We're quickly transported to Belmont (scene changes are indicated by a prisoner who walks about with makeshift titles scrawled on placards), where Bassanio's beloved, Portia (Tara M.E. Thompson), lives. Speaking in a slow Southern drawl, the blond bombshell interviews a couple of supposedly loquacious lovers portrayed by a single tortured young woman (Sara Casperson) who's barely able to speak her lines. Her reticence--abetted by Portia's flirting--only exacerbates the Nazis' ire. A few scenes later, Shylock's daughter, Jessica (Lisa Mumpton), is forced to betray her father by donning a swastika armband, and the prisoners' collective despair soon reaches its nadir: Jessica is viciously assaulted by her boyfriend, Lorenzo (Paul Cure), and his SS thugs moments before Shylock gets his comeuppance in the play's famous trial scene.

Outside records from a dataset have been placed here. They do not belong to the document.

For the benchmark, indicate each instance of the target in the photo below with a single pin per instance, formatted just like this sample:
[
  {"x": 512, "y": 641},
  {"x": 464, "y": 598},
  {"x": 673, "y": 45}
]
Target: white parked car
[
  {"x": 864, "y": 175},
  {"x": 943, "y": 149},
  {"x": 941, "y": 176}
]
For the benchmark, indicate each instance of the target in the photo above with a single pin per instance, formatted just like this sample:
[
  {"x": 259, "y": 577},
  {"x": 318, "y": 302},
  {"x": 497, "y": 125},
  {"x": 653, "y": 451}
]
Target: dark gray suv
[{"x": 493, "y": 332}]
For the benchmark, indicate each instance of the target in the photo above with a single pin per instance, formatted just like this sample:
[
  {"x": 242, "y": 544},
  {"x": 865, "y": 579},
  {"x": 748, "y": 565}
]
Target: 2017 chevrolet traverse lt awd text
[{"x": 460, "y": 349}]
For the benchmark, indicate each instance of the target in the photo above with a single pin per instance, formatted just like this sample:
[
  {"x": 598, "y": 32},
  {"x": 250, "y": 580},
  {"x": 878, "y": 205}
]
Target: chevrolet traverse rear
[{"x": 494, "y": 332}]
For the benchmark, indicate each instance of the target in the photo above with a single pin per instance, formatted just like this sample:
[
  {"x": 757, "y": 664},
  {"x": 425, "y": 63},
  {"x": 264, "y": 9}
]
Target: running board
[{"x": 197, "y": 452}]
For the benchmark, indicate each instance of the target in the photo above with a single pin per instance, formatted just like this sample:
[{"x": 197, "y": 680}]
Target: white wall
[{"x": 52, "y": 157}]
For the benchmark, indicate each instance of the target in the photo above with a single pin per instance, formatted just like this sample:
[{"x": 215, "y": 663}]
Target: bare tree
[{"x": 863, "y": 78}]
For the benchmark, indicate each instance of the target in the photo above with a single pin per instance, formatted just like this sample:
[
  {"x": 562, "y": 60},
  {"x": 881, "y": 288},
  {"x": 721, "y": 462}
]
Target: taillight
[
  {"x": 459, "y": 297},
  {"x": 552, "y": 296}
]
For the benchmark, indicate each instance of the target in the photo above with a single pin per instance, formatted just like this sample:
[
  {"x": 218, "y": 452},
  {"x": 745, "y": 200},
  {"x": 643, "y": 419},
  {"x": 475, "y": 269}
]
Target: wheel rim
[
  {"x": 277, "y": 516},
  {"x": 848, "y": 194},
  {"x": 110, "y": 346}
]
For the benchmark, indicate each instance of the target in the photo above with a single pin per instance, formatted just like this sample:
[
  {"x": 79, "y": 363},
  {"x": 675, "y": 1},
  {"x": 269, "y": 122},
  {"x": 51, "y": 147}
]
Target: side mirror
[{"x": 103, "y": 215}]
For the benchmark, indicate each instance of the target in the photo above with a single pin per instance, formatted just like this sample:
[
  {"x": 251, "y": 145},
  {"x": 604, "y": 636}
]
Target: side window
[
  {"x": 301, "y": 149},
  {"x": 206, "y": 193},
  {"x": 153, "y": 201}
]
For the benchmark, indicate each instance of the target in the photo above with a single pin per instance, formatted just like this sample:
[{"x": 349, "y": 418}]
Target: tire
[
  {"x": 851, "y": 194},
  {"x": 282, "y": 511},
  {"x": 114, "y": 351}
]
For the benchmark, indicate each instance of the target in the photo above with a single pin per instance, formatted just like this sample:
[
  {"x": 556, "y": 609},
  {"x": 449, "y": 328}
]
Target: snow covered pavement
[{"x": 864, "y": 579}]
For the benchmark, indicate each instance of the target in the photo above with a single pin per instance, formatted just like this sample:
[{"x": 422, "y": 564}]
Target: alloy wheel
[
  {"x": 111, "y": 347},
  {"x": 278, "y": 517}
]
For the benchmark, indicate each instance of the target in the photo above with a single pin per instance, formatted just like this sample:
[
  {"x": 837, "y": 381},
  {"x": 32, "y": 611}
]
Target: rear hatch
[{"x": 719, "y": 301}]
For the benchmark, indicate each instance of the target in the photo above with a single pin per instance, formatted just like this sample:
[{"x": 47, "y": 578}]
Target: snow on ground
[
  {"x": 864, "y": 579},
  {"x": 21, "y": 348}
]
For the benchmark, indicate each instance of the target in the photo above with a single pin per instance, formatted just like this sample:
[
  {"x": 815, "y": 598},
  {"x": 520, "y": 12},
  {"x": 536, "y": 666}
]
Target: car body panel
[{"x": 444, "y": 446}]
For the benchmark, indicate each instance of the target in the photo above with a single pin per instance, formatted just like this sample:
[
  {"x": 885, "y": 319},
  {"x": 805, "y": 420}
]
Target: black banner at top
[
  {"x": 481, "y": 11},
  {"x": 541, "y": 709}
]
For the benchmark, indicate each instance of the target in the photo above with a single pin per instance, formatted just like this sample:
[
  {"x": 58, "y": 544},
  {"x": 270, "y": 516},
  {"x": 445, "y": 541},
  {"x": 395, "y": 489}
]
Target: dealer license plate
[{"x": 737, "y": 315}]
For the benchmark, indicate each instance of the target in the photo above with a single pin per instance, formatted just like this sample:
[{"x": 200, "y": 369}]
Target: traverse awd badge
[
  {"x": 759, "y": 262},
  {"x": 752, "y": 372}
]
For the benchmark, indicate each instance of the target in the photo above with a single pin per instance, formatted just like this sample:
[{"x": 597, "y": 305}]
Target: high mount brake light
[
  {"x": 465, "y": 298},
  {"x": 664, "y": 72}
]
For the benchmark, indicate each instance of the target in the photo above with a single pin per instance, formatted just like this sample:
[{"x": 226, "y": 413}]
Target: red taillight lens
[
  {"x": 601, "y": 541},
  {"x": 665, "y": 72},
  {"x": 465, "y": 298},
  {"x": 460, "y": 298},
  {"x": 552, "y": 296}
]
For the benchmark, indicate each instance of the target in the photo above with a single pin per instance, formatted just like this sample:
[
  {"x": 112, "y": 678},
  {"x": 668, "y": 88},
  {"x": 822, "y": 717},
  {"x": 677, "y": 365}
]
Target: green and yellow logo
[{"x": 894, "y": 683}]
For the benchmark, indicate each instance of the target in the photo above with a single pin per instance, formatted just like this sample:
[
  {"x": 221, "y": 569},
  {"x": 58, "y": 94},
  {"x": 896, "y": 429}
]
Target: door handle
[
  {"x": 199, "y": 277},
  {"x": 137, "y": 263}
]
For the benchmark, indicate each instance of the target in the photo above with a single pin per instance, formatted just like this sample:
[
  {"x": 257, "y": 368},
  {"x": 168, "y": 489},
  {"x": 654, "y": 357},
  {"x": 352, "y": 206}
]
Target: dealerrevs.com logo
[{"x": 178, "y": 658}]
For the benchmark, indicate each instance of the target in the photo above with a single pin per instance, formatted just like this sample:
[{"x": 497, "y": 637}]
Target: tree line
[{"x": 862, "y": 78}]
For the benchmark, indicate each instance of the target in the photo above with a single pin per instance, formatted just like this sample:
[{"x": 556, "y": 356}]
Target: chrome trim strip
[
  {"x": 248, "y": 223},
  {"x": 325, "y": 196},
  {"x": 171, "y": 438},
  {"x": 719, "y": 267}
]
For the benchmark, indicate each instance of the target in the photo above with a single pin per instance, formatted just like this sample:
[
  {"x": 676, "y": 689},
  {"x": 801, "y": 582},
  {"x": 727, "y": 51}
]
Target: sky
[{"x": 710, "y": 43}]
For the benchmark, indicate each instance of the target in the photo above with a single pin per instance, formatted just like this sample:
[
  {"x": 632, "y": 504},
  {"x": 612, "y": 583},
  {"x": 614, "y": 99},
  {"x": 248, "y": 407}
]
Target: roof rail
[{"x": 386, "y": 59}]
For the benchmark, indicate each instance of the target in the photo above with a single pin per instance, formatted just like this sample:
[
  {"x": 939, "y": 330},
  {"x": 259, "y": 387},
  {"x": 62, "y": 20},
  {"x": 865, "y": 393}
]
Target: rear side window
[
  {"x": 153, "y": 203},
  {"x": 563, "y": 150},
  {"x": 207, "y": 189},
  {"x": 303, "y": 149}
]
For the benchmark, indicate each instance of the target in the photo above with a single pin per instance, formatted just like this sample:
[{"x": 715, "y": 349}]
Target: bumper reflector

Throughout the gripping drama, Freeland orchestrates several intriguing juxtapositions of action and dialogue, beginning with the antics of a street clown, Launcelot (Steven Brown), whose hand-puppet routines take on new meaning when performed against the backdrop of a concentration-camp setting. Similarly, as Bassanio explains his dicey financial predicament to Portia, Miller extends one arm in the direction of the prisoners' alcove and the other toward the seated Nazis (including Antonio), saying he has "engag'd my friend to his mere enemy/To feed my means." It's a marvelously staged episode that, much like Shylock's discovery that his "own flesh and blood" has forsaken him, beautifully weaves together the production's many fragments--fiction and history, oppression and rebellion, false face and immutable reality--into a whole that's overwhelmingly greater than the sum of its parts.
But even though he's mostly faithful to Shakespeare's story, some of Freeland's choices seem ill-advised. His decision to change Jessica and Lorenzo's post-trial "love scene"--which Shakespeare used to give the play a happy ending--into the pre-trial assault may not have been necessary, considering his already radical reinterpretation of the play. In fact, the scene, left at the end as originally written, might serve as a postscript to Shylock's extreme punishment, adding another layer of commentary when Jessica falls in love with the same Nazi who helped brutalize her father. And, given that the show is apparently being performed for a German audience, it seems incongruous--and makes it hard to understand the dialogue--when the actors maintain foreign accents even though they are, in effect, speaking their own language. Freeland may have been attempting to implicate Americans by making his characters strain to speak our language, but rendering Portia (she of the "quality of mercy is not strained" speech) as an ugly, crass American broadcasts enough of a message about our country's political shortcomings, both past and present.